Analyzing each fault type based on the fault data collecting information, identifying commonality and difference in fault diagnosis, refining the fault type, and generating fault type analysis data;

And based on the fault type analysis data, summarizing key points and improvement points in the fault diagnosis process, making logs, including diagnosis steps and optimization measures, and generating fault diagnosis logs.

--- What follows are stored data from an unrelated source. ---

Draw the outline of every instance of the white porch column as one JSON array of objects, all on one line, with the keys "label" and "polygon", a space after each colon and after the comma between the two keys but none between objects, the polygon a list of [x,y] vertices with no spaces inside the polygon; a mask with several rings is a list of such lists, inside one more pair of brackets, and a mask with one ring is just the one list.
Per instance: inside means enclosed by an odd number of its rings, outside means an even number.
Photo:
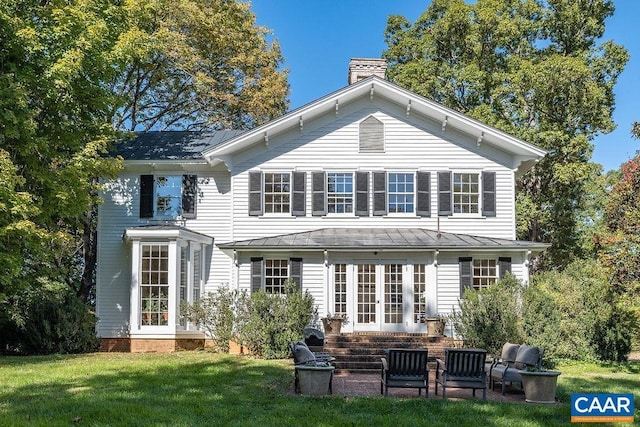
[{"label": "white porch column", "polygon": [[129,292],[129,330],[140,330],[140,240],[131,242],[131,290]]},{"label": "white porch column", "polygon": [[[177,310],[175,304],[171,304],[178,300],[178,286],[180,286],[180,248],[176,240],[169,242],[169,324],[165,326],[164,331],[169,333],[176,332],[176,322],[178,321]],[[173,261],[173,262],[171,262]]]},{"label": "white porch column", "polygon": [[438,312],[438,251],[432,253],[432,260],[427,263],[427,315]]}]

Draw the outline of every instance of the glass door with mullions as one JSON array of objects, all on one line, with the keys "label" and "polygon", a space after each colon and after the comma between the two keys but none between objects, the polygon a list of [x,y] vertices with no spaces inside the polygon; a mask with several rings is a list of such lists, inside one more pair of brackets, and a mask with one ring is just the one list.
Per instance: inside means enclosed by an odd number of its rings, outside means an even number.
[{"label": "glass door with mullions", "polygon": [[354,329],[402,330],[404,264],[357,264]]}]

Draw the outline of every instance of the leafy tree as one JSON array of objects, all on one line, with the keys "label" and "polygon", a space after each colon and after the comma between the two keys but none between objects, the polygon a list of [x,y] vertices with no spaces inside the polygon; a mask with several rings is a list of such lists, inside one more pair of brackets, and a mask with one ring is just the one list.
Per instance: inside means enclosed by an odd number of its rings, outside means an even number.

8. A cable anomaly identification system based on time-frequency analysis, characterized in that it is performed according to the cable anomaly identification method based on time-frequency analysis of any one of claims 1-7, said system comprising:

the signal decomposition module detects the amplitude and the frequency of the signal based on the time-frequency data when the cable runs, identifies and marks key points of energy increase or frequency change, decomposes the signal according to the key change points, distributes the signal into a differential fuzzy set according to the energy and the frequency change, distributes corresponding grades for signal segments, and generates a signal fuzzy grade mapping table;

The feature identification module executes fuzzy value conversion based on the signal fuzzy level mapping table, matches with a predefined fault mode rule base, classifies signals by identifying key fault modes, and generates fault mode identification data;

The clustering algorithm module is used for dividing the data into a plurality of paragraphs with similar characteristics by automatically identifying energy peaks and frequency changes in the time-frequency data by utilizing a time sequence clustering algorithm based on the fault mode identification data, and generating an intelligent segmentation strategy;

The logic evaluation module carries out logic analysis and evaluation on each data paragraph based on the intelligent segmentation strategy, and generates depth logic evaluation information by analyzing characteristic details of signals in paragraphs, including amplitude and frequency changes, and refining fault type judgment;

the parameter optimization module is used for adjusting and optimizing the key parameters by adopting a particle swarm optimization algorithm based on the depth logic evaluation information, adjusting and analyzing the parameters by simulating fault conditions, optimizing the fault diagnosis process and generating parameter optimization measures;

the simulation test module performs fault simulation test and efficiency verification based on the parameter optimization measures, tests the parameter optimization effect by simulating the differential fault situation, verifies the implementation effect of the optimization strategy in application, refines the fault type according to the implementation result, and generates a fault diagnosis log.